Edith tiene una visión: imagina que sea una realidad que los chicos con cáncer accedan a Cuidados Paliativos Domiciliarios de calidad; que haya personal de enfermería especializado en salas especialmente destinadas a ellos; que se destinen mayores fondos del Estado para esta patología, en todo el país. “Nosotros seguiremos preocupándonos por ellos, pero sólo de sus asuntos emocionales, espirituales y de sus necesidades de información y recreación, que es dónde mayor diferencia podemos seguir haciendo”.
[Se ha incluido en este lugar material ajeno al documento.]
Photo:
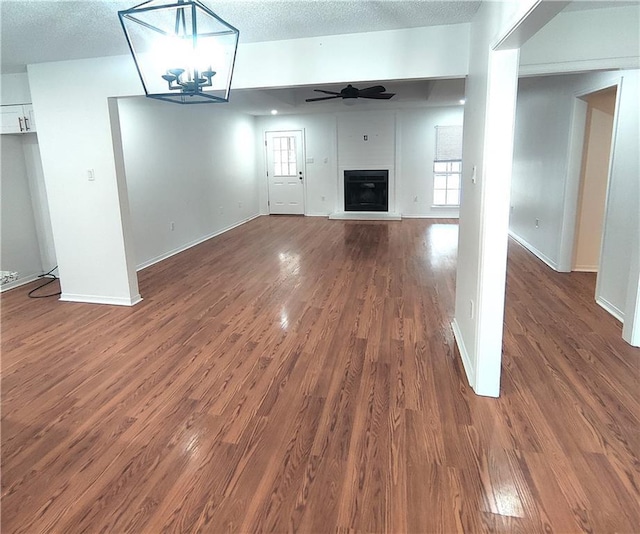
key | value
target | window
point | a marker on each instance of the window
(447, 167)
(284, 156)
(446, 182)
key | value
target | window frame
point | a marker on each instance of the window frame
(447, 174)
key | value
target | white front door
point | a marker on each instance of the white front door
(285, 172)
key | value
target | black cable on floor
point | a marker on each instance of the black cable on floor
(50, 279)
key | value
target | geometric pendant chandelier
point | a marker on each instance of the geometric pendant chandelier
(183, 51)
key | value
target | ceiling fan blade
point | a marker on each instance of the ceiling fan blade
(326, 92)
(372, 90)
(379, 96)
(322, 98)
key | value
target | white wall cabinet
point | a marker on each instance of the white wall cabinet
(17, 119)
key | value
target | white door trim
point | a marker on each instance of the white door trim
(302, 165)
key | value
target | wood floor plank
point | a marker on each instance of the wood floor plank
(303, 377)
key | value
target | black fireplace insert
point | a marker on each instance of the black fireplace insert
(366, 190)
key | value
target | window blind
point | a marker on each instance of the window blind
(448, 143)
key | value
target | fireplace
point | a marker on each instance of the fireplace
(366, 190)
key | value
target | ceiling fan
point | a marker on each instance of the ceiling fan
(376, 92)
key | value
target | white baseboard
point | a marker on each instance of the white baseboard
(466, 360)
(19, 282)
(431, 216)
(173, 252)
(540, 255)
(608, 307)
(586, 268)
(95, 299)
(365, 216)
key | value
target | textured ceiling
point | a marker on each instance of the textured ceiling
(36, 31)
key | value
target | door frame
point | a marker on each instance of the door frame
(577, 131)
(303, 163)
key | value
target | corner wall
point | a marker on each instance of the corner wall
(542, 189)
(185, 184)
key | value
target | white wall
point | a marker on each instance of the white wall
(91, 220)
(619, 270)
(22, 175)
(384, 55)
(585, 40)
(14, 89)
(190, 166)
(19, 239)
(540, 185)
(488, 140)
(414, 153)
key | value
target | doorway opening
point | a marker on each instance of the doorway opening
(594, 179)
(285, 172)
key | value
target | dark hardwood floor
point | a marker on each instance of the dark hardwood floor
(299, 374)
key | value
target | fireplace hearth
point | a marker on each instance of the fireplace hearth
(366, 190)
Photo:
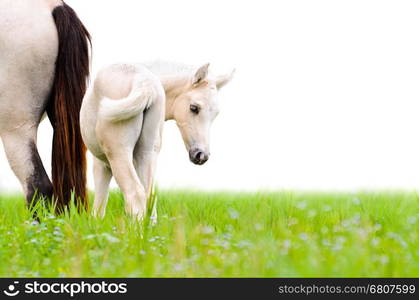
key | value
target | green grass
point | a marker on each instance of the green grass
(221, 234)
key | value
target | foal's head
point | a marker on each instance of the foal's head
(195, 109)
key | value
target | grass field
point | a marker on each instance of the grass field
(221, 234)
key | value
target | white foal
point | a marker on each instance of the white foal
(122, 120)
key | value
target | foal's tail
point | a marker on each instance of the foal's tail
(137, 101)
(71, 75)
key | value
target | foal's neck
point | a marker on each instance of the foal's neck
(173, 85)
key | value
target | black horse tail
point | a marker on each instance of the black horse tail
(70, 83)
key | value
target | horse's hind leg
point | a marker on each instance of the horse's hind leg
(24, 159)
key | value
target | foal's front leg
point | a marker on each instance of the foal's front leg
(102, 176)
(118, 141)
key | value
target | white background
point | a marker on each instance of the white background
(326, 93)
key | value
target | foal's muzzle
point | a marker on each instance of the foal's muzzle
(198, 157)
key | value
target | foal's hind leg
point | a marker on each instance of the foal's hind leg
(23, 157)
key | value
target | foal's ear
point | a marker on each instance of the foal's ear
(200, 75)
(222, 80)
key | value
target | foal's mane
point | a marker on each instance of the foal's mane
(162, 68)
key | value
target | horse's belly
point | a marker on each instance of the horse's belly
(28, 50)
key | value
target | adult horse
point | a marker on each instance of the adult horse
(44, 65)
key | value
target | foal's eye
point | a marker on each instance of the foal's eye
(194, 108)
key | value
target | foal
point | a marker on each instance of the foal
(122, 120)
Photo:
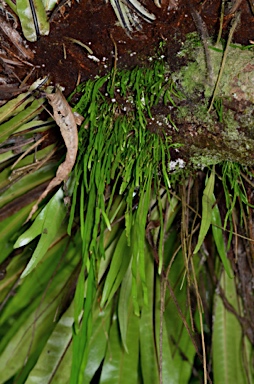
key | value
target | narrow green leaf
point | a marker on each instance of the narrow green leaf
(218, 238)
(118, 268)
(227, 338)
(55, 208)
(54, 351)
(207, 205)
(98, 340)
(123, 304)
(120, 367)
(33, 18)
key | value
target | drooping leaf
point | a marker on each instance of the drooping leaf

El valor diferencial que Edith quiere regalar a las familias no está dado sólo por el tipo de beneficio que reciben, sino por el modo en que lo ofrecen: “Ninguna persona que necesite algo espera más de 10 minutos para ser atendida y, si llegara a notarse que está angustiada, es atendida inmediatamente”.
- Su huella
La experiencia de Edith demuestra cómo la gente, bien informada, puede ayudar a que la vida de ese niño sea lo más placentera posible, más allá del resultado del tratamiento. Según recopila una voluntaria que trabaja en la sala de recreación en el hospital de Tucumán: “Los chicos se distraen, juegan, se divierten tanto, que cuando les toca entrar para una extracción, por ejemplo, van animados y con ganas de volver a jugar”.
El juego, la risa, el clima relajado quizá no curen, pero sin dudas se convierten en aliados poderosos para la intervención médica. Los doctores confían en Edith y su equipo, se animan a decir que ya los consideran parte del tratamiento. Parte indispensable.
Cuando los pequeños juegan, los padres se sienten con derecho a bajar la guardia un rato. Y, si están distendidos, si se sienten escuchados, si reciben respuestas en lugar de sombras dudosas, pueden acompañar mejor a sus hijos.